Een typische lengte voor de mantelbuis is gelegen tussen 5 en 15 meter. Een typische diameter van de mantelbuis is gelegen tussen 100 en 800 millimeter. Doorgaans is de mantelbuis ten minste in hoofdzaak vervaardigd uit metaal en/of kunststof. Het is tevens denkbaar om mantelbuizen toe te passen die een andere dimensionering bezitten en/of die zijn vervaardigd uit één of meerdere alternatieve materialen.
De uitvinding heeft vervolgens betrekking op een vrouwelijk koppelelement ten gebruike in een mantelbuis overeenkomstig de uitvinding. De uitvinding heeft daarnaast betrekking op een mannelijk koppelelement ten gebruike in een mantelbuis overeenkomstig de uitvinding. Deze koppelelementen kunnen los worden verhandeld en vervolgens worden verbonden met een mantelbuis.

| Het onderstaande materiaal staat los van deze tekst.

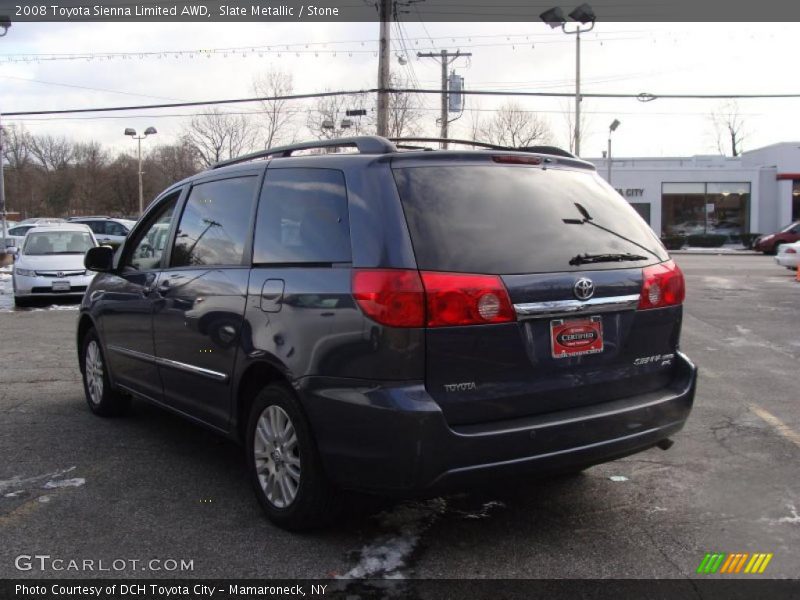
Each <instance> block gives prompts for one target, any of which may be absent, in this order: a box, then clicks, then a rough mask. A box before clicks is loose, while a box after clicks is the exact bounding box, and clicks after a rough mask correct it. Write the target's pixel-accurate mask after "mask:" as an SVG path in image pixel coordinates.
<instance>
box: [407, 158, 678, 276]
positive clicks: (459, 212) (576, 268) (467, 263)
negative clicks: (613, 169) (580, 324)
mask: <svg viewBox="0 0 800 600" xmlns="http://www.w3.org/2000/svg"><path fill="white" fill-rule="evenodd" d="M394 175H395V180H396V181H397V185H398V189H399V191H400V198H401V200H402V203H403V209H404V211H405V214H406V219H407V221H408V226H409V229H410V231H411V241H412V244H413V246H414V252H415V254H416V257H417V264H418V267H419V268H420V269H425V270H433V271H456V272H464V273H489V274H498V275H509V274H514V273H543V272H553V271H574V270H591V269H614V268H627V267H637V266H643V265H646V264H651V263H656V262H661V261H664V260H667V258H668V255H667V253H666V251H665V250H664V248H663V246H662V245H661V243H660V241H659V240H658V238H656V236H655V234H654V233H653V231H652V230H651V229H650V228H649V227H648V225H647V224H646V223H645V222H644V221H643V220H642V219H641V217H639V215H638V214H637V213H636V211H635V210H634V209H633V208H632V207H631V206H630V205H629V204H628V203H627V202H626V201H625V200H624V199H623V198H622V197H621V196H620V195H619V194H618V193H617V192H615V191H614V190H613V189H612V188H611V187H610V186H608V185H607V184H606V183H605V182H604V181H603V180H602V179H600V177H598V176H597V175H596V174H595V173H593V172H588V173H587V172H580V171H567V170H562V169H557V168H549V169H541V168H535V167H519V166H488V165H487V166H476V165H461V166H445V167H439V166H432V167H407V168H397V169H394ZM576 203H577V204H579V205H580V206H582V207H583V208H584V209H585V210H586V212H587V213H588V215H589V216H590V217H591V218H592V221H591V223H594V224H596V225H599V226H601V227H604V228H605V229H610V230H613V231H614V232H615V233H616V234H618V235H614V233H609V232H608V231H604V230H603V229H601V228H599V227H597V226H595V225H592V224H590V223H586V222H583V223H581V222H582V221H584V215H583V214H582V213H581V212H580V209H579V208H578V207H577V206H576ZM565 219H567V220H571V221H573V222H572V223H565V222H564V220H565ZM623 238H628V240H630V241H626V240H625V239H623ZM644 248H646V249H647V250H645V249H644ZM648 250H649V251H648ZM579 254H581V255H582V254H590V255H601V254H634V255H638V256H641V257H645V258H644V260H639V261H630V262H596V263H589V264H575V265H571V264H570V260H571V259H573V258H574V257H576V256H577V255H579Z"/></svg>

De uitvinding heeft verder betrekking op een werkwijze voor het koppelen van mantelbuizen van een samenstel overeenkomstig de uitvinding, omvattende de stappen: A) het schuiven van ten minste een deel van een mannelijk koppelelement van een eerste mantelbuis in een vrouwelijk koppelelement van een tweede mantelbuis, Bjhet onderling axiaal roteren van de mantelbuizen, en C) het gedeeltelijk verplaatsen van de eerste mantelbuis in een van de tweede mantelbuis afgekeerde richting, zodanig dat ten minste één nok van één van de koppelelementen wordt gepositioneerd in een buidelvormige opneemruimte van een borgstructuur van het complementaire koppelelement, waardoor zowel onderlinge axiale rotatievrijheid alsook het verder uit elkaar bewegen van de mantelbuizen wordt begrensd, en in het bijzonder in hoofdzaak wordt verhinderd. Bij voorkeur omvat de werkwijze tevens stap D), omvattende het opvolgend op stap C) verder reduceren van de verplaatsingsvrijheid van de mantelbuizen in axiale richting door het aanbrengen van ten minste één ringvormig vergrendelelement in een ruimte gevormd tussen de vrije kopse zijde van het vrouwelijk koppelelement van de tweede mantelbuis en een van de eerste mantelbuis deel uitmakende flens.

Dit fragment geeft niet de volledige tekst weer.